There's good and bad everywhere, but you just need to go into it with your eyes open.
[00:22:19] Speaker A: Absolutely. A little bit of a sharp shift. You're doing two things today. Kind of counterintuitive or very different than you would expect.
Your writing.
[00:22:30] Speaker B: Yes.
[00:22:32] Speaker A: And also advising as an expert witness. Tell us more about that.
[00:22:37] Speaker B: Well, I started doing that that grew out of writing articles because I write for a firearms magazine, Concealed Carry.
And you write about what? You know. So I was writing about firearms, but also with my experience as a deputy sheriff on the legality of use of force in self defense. And I was contacted by an attorney who had a case and he needed an expert opinion on whether or not this was legitimate self defense.
And that was a really good case for me to cut my teeth on. And so the job of the expert witness is. Well, first. First of all, what an expert witness is is somebody who has experience in a field that's beyond the knowledge of a layman. So, like, I can speak about use of force and firearms, police procedure. I can't speak on blood really about like blood spatter psychology, because that's not my field. But on my narrow field, yes, I can speak on this. And the job is really to look at the evidence and then explain things to a jury. So a lot of people think, well, the attacker had a knife and he was 10ft away. That's not really a threat.
Well, no, it is because. And there are studies that have been done that show at 21ft, someone with a knife and someone with a gun, if the person with a knife decides to attack, they'll tie. Which in self defense, a tie is as good As a loss, you know, you shoot your attacker and your attacker stabs you. So.
And also had one case where the attacker, he outweighed the victim by 170 pounds.
[00:24:41] Speaker A: Oh wow.
[00:24:42] Speaker B: He wasn't armed, but he kept trying to grab her around the neck. And so explaining to a jury that even an unarmed person can be a threat where use of force is justified. And I've learned like I won't take a case where I think it's iffy or where it's definitely this is not self defense. I had one where the guy's story is he was just riding around with his friend in a car, he was playing on his phone and his friend just all of a sudden decided to do a drive by at this other guy's house. And when they were leaving, the guy that his friend had shot at shot his friend and then he got out of the car and started shooting. It's like, no, if your friend does a drive by, you shooting at the guy that shot your friend is not self defense. And had a few others like that where somebody went to get a weapon and came back. It's like, no, that's not self defense. That's, you know, that's a homicide at this point. That's murder.
[00:25:58] Speaker A: Skyler, thank you so much for joining our show today. We have only one question that is scripted that we ask everyone and it's a difficult question. Okay, if you had to go back to 20 something year old Skyler, what would be your advice to him?
[00:26:13] Speaker B: I'd say follow what I'm passionate about.

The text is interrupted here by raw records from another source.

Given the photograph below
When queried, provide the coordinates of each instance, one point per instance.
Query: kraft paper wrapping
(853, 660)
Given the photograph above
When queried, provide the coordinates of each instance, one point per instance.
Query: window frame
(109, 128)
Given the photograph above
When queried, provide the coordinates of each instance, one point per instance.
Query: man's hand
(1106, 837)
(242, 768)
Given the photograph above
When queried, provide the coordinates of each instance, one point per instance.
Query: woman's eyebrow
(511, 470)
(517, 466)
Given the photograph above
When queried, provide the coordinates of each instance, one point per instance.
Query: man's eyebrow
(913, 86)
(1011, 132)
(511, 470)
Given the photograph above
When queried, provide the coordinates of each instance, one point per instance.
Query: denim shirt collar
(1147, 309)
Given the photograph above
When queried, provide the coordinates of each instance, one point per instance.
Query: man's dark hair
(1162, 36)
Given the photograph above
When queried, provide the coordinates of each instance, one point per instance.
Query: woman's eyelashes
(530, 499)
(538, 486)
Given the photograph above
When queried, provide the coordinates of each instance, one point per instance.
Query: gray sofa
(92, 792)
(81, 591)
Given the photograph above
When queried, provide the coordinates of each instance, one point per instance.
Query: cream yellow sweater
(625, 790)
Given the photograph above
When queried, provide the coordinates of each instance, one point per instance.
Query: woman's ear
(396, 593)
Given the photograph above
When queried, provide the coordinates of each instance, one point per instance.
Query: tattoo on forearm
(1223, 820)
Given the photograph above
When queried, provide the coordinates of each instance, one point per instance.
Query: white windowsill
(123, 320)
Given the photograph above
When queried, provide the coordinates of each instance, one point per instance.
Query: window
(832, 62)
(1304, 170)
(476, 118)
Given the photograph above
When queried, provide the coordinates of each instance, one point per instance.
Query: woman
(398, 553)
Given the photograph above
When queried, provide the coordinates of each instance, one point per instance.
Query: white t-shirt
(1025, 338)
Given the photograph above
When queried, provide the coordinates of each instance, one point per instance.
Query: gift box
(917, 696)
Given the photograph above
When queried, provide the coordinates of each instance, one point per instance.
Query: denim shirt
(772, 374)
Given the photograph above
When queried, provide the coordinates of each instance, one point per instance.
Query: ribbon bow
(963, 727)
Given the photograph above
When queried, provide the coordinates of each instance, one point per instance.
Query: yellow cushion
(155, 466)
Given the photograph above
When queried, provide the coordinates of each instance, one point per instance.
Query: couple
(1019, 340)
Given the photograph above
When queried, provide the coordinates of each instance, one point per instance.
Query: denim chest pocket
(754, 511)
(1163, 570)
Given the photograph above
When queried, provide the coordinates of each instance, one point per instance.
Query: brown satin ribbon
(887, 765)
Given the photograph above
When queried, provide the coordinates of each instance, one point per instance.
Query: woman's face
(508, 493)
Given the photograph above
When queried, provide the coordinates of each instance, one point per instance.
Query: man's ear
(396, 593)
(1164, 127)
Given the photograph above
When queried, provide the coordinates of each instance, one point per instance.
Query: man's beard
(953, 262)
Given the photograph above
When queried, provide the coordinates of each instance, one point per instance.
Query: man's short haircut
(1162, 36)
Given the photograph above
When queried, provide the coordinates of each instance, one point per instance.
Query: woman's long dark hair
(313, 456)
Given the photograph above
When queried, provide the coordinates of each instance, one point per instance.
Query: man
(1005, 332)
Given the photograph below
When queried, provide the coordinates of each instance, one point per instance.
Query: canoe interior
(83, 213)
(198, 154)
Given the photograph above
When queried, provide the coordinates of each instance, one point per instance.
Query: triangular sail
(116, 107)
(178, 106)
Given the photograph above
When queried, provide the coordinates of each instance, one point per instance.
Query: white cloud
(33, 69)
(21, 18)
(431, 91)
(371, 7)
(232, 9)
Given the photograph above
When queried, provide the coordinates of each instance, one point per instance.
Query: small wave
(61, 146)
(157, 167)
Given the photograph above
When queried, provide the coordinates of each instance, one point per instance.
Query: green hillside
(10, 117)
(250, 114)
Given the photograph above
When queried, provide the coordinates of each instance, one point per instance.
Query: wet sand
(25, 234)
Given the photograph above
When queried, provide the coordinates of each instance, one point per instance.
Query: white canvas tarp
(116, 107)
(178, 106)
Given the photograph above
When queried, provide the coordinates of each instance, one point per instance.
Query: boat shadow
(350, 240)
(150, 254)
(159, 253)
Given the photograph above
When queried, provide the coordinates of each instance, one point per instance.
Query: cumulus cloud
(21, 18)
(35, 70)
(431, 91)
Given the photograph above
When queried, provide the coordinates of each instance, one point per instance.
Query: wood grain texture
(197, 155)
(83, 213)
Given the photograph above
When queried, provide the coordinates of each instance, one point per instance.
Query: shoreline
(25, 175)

Don't do things because I think other people expect it. It would be do the things you love doing and don't worry about what family thinks, what you think other people expect of you. Follow your passion. And like if I had to do it all over again, I probably never would have gone into accounting.
I probably would have stayed in law enforcement, gone, you know, career military, on active duty, gone into being a paramedic. Something else. But probably, yeah, but you get to a point where accounting pays the bills and you're kind of stuck for a while.
But now I'm with, because I also, I'm an accountant with a small company that I truly love great people and they actually value what I do. So it all worked out in the end.
[00:27:16] Speaker A: Better. Thank you so much for joining the show today and sharing your story. I appreciate you.
[00:27:20] Speaker B: Well, thank you. It's good being here.